It's a sabbatical year for prominent South African artist William Kentridge but he's still causing a stir.
His exhibition "Notes Towards a Model Opera" is now on at Johannesburg's Goodman Gallery, after opening in China last June.
The exhibition tugs at the already tense threads that run through the China-in-Africa narrative. The timing of the show is significant, too, opening a month after the top-level Forum on China-Africa Cooperation (Focac) took place in the artist's native Johannesburg. Focac shored up trade and diplomatic ties and bagged a deal worth US$60 billion in development funding for the continent.
Kentridge clearly still has questions, writing in the exhibition programme: "China certainly hovers over us like a huge zeppelin.

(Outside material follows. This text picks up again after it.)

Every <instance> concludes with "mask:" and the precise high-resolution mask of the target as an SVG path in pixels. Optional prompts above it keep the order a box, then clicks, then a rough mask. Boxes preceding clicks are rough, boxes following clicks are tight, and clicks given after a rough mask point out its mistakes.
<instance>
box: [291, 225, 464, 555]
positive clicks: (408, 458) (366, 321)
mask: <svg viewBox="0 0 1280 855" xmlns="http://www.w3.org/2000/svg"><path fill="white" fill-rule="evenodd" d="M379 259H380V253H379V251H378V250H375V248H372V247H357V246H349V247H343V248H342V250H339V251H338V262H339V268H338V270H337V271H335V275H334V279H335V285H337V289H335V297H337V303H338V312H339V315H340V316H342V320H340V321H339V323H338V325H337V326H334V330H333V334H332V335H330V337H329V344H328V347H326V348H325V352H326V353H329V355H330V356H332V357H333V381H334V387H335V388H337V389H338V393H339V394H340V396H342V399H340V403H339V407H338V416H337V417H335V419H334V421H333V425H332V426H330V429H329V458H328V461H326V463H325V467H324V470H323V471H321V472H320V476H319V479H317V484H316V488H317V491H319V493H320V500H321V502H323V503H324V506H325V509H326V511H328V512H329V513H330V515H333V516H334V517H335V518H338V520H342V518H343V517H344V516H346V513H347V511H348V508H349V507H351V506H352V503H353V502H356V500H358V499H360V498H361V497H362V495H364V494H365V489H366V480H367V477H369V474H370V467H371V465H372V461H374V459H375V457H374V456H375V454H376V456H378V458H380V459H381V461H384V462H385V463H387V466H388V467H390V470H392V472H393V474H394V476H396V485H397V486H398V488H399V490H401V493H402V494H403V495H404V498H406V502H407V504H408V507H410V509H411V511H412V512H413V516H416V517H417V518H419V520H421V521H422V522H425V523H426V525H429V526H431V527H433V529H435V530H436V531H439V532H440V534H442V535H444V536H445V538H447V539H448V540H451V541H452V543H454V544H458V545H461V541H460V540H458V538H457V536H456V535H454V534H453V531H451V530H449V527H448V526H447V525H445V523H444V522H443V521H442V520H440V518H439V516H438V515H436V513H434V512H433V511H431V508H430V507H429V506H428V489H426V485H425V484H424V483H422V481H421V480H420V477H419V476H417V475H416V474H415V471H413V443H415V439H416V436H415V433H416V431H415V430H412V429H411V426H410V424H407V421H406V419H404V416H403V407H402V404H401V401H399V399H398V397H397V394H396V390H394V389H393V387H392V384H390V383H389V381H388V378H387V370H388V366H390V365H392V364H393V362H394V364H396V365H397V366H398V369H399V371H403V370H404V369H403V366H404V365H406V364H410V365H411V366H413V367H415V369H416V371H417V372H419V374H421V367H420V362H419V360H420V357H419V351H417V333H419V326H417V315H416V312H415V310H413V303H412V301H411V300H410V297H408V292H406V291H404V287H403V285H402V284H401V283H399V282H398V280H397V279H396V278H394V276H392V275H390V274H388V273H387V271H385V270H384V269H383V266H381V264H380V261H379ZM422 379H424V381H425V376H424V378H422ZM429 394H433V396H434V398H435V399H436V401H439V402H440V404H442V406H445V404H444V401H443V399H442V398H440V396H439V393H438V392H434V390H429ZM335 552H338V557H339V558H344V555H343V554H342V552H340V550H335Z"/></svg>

The scale of it, the scale of its hunger for resources, the scale of everything … Are we here the tethered goat waiting for the tiger? Easy pickings?"
It therefore came as no surprise when the catalogues for his Beijing exhibition, at the Ullens Centre for Contemporary Art, had to be published in Hong Kong after printers in China declined the job.
The exhibition provides a commentary on the intellectual, political and social history of modern China. At the centre of the show is a "three-channel film" - simultaneous projections of drawings, footage, photos and animation - that reflects Kentridge's take on cultural diffusion and metamorphosis through his re-imagining of the Eight Model Operas of the Cultural Revolution.
Curator of the Johannesburg exhibition Damon Garstang says the film has been designed so that more is revealed with each viewing.
Other works in the exhibition include the juxtaposed images of African revolutionary icons Patrice Lumumba and Frantz Fanon alongside those of Mao Zedong and his wife Jiang Qing.
An image of the Eurasian tree sparrow is another domi-nant feature. Drawn with Indian ink in calligraphic style, it tells of Mao's Four Pests Campaign in the late 1950s, which was aimed at exterminating sparrows alongside flies, mosquitoes and rats. The sparrows were targeted as they ate grain and seeds, "stealing food from people's mouths". The birds, however, also ate locusts and, when they were removed as natural predators, pest populations exploded, causing plagues that destroyed crops and ultimately fuelled China's great famine.
It's an exhibition that asks bold questions with subtle artistic probing. It begs a second look - and that's the point.